Binns até comparou a foto policial ao pôster “Hope”, da bem-sucedida campanha presidencial de Barack Obama em 2008. “Não poderia ser mais diferente em termos do que representa, mas aquela foi uma imagem igualmente icônica”, apontou.

A foto de Trump vestindo seu costumeiro terno azul-escuro, camisa branca e gravata vermelha de frente para um fundo cinza é agora possivelmente a mais famosa “mug shot” já feita, somando-se à galeria de rebeldes como o ex-jogador de futebol americano OJ Simpson e o astro do golfe Tiger Woods.

A apropriação da imagem por Trump ficou clara quando ele rapidamente a utilizou para postar sua primeira mensagem em mais de dois anos e meio na rede social X, o antigo Twitter.

Ele incluiu o slogan “nunca se renda” e acrescentou “interferência eleitoral” – expressão que costuma usar em referência à ideia de que os quatro processos criminais contra ele são um plano dos democratas para pôr fim à sua tentativa de voltar à Casa Branca nas próximas eleições.

– Ganhadora de votos? –

Alguns dos seus apoiadores mais proeminentes também estão usando a imagem como arma, enquanto o Partido Republicano busca retomar a Presidência de Joe Biden.

“Nem todos os heróis usam capas”, escreveu a congressista Lauren Boebert no X, ao lado da fotografia.

A congressista de extrema direita Marjorie Taylor Greene também publicou a foto, junto com a afirmação: “Esta é a foto que vai vencer a eleição presidencial de 2024”.

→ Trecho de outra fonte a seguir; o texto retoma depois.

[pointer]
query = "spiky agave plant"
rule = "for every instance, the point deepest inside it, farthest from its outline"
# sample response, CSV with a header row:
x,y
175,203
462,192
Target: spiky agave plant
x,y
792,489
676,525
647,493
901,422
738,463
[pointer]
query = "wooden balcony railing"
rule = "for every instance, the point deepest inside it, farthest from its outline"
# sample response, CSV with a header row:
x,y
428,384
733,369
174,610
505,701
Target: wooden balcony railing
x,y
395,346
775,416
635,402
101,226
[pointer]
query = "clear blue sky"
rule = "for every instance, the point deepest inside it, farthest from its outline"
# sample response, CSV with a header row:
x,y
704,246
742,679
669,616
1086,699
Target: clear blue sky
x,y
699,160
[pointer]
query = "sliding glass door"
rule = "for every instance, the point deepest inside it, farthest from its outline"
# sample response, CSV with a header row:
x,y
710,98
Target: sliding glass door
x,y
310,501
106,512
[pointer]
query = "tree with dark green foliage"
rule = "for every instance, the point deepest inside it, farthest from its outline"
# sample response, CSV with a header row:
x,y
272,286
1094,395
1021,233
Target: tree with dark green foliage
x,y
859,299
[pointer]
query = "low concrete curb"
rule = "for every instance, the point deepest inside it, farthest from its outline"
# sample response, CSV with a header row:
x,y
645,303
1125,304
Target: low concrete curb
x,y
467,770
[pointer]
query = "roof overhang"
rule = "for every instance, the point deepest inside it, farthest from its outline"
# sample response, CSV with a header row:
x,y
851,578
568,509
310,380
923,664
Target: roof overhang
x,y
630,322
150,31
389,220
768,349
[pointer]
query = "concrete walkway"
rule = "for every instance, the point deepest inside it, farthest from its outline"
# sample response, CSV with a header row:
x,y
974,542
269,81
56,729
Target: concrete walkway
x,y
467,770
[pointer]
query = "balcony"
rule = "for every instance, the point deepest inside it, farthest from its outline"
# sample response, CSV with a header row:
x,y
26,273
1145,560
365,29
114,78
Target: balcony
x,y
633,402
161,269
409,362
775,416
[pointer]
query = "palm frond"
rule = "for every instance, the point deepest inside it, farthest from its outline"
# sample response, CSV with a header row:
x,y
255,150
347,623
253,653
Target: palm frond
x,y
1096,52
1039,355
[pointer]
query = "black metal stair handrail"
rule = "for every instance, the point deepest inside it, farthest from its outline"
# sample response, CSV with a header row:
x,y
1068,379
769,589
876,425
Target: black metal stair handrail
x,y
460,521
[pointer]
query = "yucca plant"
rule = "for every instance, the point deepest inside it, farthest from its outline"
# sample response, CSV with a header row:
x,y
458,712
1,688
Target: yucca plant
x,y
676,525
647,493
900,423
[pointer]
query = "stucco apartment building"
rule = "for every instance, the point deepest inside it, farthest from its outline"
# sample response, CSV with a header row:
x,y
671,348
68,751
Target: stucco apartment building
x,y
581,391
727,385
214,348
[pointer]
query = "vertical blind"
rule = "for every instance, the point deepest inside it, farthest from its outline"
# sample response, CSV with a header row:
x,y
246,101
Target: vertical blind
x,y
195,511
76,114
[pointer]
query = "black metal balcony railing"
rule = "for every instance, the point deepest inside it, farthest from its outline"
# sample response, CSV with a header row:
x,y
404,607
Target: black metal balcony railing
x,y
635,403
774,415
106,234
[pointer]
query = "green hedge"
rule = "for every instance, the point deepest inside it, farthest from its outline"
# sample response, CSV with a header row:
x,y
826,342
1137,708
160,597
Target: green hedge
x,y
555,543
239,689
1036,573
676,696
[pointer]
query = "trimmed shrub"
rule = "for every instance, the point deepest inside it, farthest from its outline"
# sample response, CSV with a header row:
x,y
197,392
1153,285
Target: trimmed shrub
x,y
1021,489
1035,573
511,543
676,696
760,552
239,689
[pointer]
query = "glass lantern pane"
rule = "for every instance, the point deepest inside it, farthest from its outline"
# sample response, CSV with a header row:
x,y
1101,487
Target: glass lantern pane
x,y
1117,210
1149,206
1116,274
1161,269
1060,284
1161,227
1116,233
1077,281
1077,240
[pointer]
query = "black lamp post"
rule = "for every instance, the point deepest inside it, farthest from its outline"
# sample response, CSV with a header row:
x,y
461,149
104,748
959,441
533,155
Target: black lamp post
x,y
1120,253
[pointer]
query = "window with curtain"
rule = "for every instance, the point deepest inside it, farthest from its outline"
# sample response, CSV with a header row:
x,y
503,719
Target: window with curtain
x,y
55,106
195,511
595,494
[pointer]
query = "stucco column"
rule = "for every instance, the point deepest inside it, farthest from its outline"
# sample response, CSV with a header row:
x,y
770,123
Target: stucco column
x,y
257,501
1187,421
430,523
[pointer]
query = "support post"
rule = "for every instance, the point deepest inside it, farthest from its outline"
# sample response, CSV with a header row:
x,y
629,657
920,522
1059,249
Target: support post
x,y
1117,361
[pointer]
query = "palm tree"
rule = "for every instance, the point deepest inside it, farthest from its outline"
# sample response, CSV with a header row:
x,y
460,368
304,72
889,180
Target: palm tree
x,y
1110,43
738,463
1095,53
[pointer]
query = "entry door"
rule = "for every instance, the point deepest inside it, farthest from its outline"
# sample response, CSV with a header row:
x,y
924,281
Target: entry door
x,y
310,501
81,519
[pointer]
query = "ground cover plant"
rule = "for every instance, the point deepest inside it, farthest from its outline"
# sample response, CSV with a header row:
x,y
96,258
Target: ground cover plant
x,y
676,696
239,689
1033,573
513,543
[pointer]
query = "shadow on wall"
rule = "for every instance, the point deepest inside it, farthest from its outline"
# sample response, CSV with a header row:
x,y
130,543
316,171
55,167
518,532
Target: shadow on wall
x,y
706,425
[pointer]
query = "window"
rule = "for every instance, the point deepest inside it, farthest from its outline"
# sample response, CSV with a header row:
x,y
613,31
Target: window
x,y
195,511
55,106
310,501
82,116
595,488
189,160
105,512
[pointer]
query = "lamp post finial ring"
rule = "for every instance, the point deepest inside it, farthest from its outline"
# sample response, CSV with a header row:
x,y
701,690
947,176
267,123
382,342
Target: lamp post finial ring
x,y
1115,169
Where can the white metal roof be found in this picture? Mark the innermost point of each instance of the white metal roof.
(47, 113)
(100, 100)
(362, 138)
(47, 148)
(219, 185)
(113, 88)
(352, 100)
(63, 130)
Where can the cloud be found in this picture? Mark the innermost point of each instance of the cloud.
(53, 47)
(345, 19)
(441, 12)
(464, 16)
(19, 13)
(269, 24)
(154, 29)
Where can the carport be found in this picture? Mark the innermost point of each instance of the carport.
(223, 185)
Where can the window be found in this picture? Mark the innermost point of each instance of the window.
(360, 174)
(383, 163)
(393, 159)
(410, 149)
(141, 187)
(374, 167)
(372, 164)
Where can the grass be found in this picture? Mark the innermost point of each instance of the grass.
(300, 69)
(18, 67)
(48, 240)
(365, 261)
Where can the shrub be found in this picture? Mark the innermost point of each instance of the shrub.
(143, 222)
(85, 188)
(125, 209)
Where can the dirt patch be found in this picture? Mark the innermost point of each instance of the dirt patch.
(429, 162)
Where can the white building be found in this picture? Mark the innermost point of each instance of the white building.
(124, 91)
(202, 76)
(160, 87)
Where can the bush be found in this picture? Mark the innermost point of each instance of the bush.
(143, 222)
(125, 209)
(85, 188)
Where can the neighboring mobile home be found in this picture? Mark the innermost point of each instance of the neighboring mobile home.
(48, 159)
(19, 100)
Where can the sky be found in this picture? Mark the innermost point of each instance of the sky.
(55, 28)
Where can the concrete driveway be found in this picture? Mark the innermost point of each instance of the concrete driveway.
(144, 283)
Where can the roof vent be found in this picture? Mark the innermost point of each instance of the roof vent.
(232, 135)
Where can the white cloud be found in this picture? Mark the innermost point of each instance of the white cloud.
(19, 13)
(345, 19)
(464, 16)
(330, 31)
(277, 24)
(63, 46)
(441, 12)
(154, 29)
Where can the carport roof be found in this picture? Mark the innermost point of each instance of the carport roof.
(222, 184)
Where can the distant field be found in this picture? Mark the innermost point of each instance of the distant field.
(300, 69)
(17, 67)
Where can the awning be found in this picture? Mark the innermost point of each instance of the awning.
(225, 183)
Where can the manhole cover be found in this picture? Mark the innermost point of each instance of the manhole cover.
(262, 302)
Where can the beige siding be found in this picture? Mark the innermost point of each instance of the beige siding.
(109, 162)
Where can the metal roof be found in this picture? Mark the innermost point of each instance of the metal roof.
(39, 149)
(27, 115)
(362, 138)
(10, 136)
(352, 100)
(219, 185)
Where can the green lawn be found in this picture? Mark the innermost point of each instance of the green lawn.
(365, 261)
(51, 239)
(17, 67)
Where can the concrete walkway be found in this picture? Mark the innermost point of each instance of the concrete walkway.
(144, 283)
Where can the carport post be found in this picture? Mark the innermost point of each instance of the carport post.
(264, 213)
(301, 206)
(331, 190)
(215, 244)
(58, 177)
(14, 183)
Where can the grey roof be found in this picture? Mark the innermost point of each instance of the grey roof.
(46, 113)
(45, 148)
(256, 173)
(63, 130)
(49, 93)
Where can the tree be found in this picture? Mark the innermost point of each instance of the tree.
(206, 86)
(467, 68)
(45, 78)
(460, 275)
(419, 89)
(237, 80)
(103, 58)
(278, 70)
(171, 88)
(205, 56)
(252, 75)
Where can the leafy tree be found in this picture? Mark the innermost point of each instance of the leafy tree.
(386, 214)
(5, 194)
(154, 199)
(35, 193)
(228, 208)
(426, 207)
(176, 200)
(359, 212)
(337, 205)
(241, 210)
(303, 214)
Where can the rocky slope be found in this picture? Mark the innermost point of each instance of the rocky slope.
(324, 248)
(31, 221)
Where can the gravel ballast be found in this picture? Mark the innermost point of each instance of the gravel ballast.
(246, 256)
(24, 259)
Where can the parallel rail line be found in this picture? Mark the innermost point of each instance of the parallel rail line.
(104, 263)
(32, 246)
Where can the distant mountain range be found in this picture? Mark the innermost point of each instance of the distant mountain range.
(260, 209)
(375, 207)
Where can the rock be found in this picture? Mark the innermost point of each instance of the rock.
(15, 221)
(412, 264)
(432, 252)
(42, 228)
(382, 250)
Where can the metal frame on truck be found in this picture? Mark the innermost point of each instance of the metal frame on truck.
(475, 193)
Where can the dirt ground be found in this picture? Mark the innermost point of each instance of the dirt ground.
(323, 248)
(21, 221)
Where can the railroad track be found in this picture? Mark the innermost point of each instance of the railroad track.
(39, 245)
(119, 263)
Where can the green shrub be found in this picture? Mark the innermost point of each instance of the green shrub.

Os opositores democratas de Trump, por sua vez, tentaram usá-la em prol de seus próprios objetivos. “Ninguém está acima da lei”, disse no X, ao lado da foto, o Comitê Judiciário da Câmara dos Representantes.

Memes zombando de Trump também circularam na internet. Alguns usuários de redes sociais compararam o olhar de Trump à expressão enlouquecida do protagonista no filme distópico “Laranja Mecânica” (1971), de Stanley Kubrick.

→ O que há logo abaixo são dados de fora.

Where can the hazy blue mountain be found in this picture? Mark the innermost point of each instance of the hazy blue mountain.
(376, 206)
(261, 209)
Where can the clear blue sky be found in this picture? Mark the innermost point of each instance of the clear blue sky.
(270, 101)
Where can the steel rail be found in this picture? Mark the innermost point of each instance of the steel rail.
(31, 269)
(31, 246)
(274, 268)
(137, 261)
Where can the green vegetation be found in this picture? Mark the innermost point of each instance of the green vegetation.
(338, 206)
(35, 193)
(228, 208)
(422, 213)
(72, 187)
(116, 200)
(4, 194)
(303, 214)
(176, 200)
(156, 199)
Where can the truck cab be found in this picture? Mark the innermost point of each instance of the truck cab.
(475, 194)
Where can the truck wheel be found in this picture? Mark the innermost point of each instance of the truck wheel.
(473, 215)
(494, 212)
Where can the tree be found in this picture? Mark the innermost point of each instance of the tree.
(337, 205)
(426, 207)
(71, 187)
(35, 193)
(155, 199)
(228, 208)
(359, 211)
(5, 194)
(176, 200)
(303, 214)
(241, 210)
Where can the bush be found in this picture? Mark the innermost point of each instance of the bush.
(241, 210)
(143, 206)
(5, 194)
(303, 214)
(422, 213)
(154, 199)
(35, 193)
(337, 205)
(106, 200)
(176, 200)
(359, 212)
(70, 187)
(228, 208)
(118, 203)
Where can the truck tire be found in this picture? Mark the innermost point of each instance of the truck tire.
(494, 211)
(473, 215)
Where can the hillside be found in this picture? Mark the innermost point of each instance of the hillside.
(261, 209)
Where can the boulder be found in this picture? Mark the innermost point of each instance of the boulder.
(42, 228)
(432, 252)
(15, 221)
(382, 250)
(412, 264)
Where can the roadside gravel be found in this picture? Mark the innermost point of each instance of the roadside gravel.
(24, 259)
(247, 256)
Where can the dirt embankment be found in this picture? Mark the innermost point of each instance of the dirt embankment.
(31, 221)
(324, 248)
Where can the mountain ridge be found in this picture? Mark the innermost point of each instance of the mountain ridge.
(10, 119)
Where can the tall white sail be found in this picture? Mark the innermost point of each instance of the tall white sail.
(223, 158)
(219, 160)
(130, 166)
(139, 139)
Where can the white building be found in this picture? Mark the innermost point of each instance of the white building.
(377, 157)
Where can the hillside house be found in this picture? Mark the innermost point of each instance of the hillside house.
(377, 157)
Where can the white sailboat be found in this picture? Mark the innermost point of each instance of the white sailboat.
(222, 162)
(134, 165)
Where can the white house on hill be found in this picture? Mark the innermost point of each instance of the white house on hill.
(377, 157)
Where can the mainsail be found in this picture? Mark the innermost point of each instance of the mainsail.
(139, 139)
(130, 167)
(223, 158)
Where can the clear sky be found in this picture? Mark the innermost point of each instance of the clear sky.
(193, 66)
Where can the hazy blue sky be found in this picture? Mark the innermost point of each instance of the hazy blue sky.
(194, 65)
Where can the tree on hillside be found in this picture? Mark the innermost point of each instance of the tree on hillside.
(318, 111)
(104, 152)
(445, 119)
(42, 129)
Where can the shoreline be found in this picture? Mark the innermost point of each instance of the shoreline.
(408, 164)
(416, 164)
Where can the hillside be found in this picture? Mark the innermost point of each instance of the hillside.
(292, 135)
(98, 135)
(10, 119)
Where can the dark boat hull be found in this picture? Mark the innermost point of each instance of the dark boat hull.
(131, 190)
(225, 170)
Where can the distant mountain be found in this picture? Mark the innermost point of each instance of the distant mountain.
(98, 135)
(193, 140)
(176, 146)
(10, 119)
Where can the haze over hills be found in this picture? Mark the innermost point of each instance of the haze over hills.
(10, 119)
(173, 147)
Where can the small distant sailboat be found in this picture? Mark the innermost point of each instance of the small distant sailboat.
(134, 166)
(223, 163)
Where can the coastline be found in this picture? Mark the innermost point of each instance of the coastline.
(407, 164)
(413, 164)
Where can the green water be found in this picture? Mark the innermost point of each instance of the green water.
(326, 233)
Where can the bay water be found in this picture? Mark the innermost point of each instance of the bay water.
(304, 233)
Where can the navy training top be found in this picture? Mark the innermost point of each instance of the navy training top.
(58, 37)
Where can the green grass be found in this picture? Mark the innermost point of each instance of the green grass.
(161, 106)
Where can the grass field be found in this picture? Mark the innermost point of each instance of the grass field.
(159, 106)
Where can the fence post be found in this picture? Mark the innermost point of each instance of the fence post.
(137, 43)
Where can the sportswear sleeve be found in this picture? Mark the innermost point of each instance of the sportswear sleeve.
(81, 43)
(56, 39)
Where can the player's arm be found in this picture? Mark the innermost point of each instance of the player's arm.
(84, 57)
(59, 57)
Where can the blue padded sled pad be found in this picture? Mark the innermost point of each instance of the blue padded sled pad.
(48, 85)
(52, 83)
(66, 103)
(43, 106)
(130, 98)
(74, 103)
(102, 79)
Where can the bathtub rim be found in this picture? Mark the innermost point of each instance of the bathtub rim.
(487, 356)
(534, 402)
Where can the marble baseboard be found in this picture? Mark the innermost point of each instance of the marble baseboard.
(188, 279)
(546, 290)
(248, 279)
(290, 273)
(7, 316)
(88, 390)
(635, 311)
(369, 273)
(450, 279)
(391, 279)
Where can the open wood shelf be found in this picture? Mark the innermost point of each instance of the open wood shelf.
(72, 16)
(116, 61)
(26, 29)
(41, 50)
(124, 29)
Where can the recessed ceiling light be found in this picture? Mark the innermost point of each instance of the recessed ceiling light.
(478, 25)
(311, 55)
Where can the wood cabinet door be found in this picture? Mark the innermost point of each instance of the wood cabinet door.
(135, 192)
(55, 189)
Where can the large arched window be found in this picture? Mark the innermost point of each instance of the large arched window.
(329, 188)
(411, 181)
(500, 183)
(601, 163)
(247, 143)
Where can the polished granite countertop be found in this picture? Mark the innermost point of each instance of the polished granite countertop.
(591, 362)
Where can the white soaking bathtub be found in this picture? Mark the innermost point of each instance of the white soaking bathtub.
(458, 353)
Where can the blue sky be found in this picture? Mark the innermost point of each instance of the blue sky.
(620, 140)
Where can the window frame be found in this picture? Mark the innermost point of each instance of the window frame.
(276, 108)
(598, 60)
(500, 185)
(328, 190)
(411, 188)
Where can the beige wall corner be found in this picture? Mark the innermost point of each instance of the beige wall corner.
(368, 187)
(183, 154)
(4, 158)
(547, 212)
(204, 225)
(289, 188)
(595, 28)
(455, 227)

Trump ascendeu de bilionário do setor imobiliário a estrela de reality shows e depois a presidente a partir do marketing em torno de seu nome.

De sua cidade natal, Nova York, a cidades no Golfo e na Ásia, “Trump” já apareceu em todo tipo de coisa, de hotéis a prédios residenciais luxuosos, passando por campos de golfe e pistas de gelo.

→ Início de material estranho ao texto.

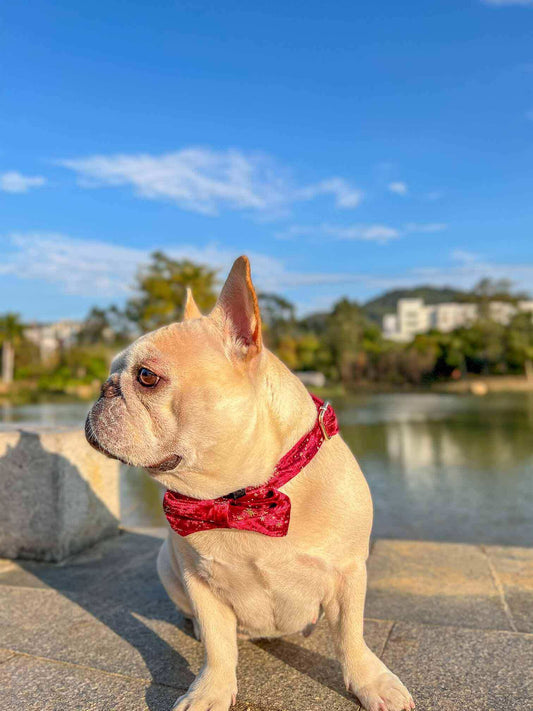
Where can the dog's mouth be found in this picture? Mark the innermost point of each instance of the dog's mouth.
(164, 466)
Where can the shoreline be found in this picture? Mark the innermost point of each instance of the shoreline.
(25, 393)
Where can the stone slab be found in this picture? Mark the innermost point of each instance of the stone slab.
(448, 668)
(89, 569)
(433, 583)
(513, 568)
(294, 672)
(30, 684)
(57, 495)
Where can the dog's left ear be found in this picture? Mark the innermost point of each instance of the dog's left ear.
(237, 309)
(191, 310)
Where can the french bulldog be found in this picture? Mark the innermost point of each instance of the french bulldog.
(208, 410)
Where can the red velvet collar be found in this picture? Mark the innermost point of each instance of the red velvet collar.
(264, 509)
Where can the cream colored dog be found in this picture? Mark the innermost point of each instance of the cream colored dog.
(207, 410)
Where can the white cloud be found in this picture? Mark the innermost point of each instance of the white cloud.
(507, 3)
(434, 195)
(70, 265)
(462, 255)
(425, 228)
(346, 196)
(13, 182)
(398, 188)
(207, 181)
(369, 233)
(86, 267)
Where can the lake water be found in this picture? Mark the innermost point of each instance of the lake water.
(440, 467)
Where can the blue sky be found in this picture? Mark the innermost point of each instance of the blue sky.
(347, 148)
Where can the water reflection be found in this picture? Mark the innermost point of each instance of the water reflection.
(441, 467)
(446, 467)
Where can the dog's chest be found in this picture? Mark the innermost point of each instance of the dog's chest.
(270, 593)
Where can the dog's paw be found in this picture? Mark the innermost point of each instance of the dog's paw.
(384, 693)
(207, 695)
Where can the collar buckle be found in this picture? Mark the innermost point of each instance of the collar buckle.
(321, 413)
(236, 494)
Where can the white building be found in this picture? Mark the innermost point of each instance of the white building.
(413, 316)
(50, 337)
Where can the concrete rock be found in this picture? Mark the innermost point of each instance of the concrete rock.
(57, 495)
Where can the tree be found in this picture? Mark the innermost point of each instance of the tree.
(278, 317)
(96, 327)
(11, 336)
(348, 334)
(160, 288)
(519, 344)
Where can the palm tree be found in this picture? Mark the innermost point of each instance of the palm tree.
(11, 334)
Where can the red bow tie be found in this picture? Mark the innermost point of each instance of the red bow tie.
(264, 508)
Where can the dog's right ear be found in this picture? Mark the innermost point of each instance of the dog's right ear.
(237, 310)
(191, 310)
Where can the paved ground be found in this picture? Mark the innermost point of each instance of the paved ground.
(455, 622)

“Muito do imaginário foi de sucesso e conquista, tudo dourado. Isto é bem diferente”, observou Binns.

O julgamento criminal da Geórgia por acusações de que ele tentou reverter o resultado aa eleição de 2020 é um dos quatro que Trump tem previstos para enfrentar no próximo ano.

Qualquer que seja o resultado, a “mug shot” permanecerá para sempre. Isso poderia prejudicar os negócios de Trump no longo prazo?

“A marca não quer ser sobre raiva e resistência. Essa é meio que sua marca política e vai funcionar para ele no curto prazo, mas a marca Trump em geral não é sobre isso”, ressaltou Binns.